From these early beginnings as a “curio cabinet” to its current standing as the Southeast’s premier museum of ancient art, the Michael C. Carlos Museum has matched Emory’s rise as a teaching and research institution, with some 17,000 artifacts from ancient Egypt, the Near East, Greece, Rome, the Americas, Asia, and Africa in its permanent collection, as well as works on paper from the Renaissance to the present. Housed on Emory’s Quadrangle in a building designed by architect Michael Graves, the museum has hosted traveling exhibitions from the Louvre, the British Museum, and the Israel Museum. Permanent collection highlights include 19th-century acquisitions of Asian art by Methodist missionaries, early 20th-century Egyptian objects brought back by professor William Shelton, and more recent acquisitions from the Carlos family, the William Thibadeau family, and the William Arnett Collection.

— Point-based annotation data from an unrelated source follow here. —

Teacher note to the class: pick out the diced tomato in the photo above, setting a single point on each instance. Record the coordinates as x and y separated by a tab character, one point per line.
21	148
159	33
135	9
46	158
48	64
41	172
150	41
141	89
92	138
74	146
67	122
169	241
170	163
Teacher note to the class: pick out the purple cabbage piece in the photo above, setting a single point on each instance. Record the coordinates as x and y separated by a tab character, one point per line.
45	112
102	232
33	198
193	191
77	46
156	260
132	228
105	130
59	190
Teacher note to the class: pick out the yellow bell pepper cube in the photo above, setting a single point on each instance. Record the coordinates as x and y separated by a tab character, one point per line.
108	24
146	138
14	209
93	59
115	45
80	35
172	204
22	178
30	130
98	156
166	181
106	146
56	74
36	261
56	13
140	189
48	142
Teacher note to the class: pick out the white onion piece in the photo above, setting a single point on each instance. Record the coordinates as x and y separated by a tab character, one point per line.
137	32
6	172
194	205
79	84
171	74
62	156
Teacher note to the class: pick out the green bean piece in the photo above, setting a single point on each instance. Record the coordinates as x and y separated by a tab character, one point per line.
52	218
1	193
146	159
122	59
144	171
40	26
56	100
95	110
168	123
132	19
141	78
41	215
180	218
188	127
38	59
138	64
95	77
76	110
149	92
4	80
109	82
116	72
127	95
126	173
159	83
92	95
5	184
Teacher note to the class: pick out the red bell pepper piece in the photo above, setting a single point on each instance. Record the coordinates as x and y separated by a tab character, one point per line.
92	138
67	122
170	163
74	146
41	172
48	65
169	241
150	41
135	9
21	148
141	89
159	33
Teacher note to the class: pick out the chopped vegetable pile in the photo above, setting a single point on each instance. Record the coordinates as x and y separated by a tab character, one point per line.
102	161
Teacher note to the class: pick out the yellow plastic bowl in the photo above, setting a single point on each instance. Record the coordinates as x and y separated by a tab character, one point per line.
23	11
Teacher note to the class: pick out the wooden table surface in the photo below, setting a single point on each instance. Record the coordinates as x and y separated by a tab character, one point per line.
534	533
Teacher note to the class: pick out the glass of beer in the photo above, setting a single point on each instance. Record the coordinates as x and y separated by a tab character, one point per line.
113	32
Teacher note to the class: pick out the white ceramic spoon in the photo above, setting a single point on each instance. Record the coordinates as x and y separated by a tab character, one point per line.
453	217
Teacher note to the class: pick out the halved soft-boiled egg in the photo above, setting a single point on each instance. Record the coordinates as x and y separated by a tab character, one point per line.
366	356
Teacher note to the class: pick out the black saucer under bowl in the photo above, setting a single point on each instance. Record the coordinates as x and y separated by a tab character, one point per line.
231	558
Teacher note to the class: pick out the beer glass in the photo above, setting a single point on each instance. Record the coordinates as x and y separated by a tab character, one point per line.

The museum operates a conservation lab where curators can be found cleaning sarcophagi and restoring ancient statues that have lost their heads. “Our art tells the stories of civilization,” says museum director Bonnie Speed.

32. It’s a Wrap

Since Candler Professor Reverend William Shelton’s visit to Egypt in 1920 to acquire Egyptian objects for teaching, the Carlos Museum has become known as “the mummy museum.” In 1999, the museum purchased a collection of Egyptian artifacts from the quirky Niagara Falls Daredevil Museum in Canada: funerary material, nine coffins, and ten mummies. Through extensive research, the museum identified one mummy as most probably of royal descent. It was returned to Egypt in 2003, where it rests in the Luxor Museum, acknowledged as a gift from the people of Atlanta to the people of Egypt. Five years later, in part because of the relationships built by the return of Ramesses I, the Carlos Museum, in partnership with the Egyptian Supreme Council of Antiquities, presented Tutankhamun: The Golden King and the Great Pharaohs at the Boisfeuillet Jones Atlanta Civic Center, drawing 400,000 visitors who viewed treasures from the boy king’s tomb. This fall, the exhibition Life and Death in the Pyramid Age: The Emory Old Kingdom Mummy opened, focusing on the oldest Egyptian mummy in the museum’s collection—indeed, in the Western hemisphere. The 4,000-year-old mummy (purchased by Shelton) has been examined using CT scanning and radiocarbon dating.

33. Venus Rising

Venus; Roman, 1st century AD; Marble; 2006.41.1; Carlos Collection of Ancient Art. Gift of Mrs Thalia Carlos; © Michael C. Carlos Museum of Emory University

An influential likeness of Aphrodite (Venus) from the first century BC, this 2,000-year-old statue of the goddess of love was in two parts until it was repaired by a Carlos conservator. The four-foot-six-inch sculpture is a marble copy of an earlier Greek bronze sculpture and is said to be the finest Aphrodite in the US.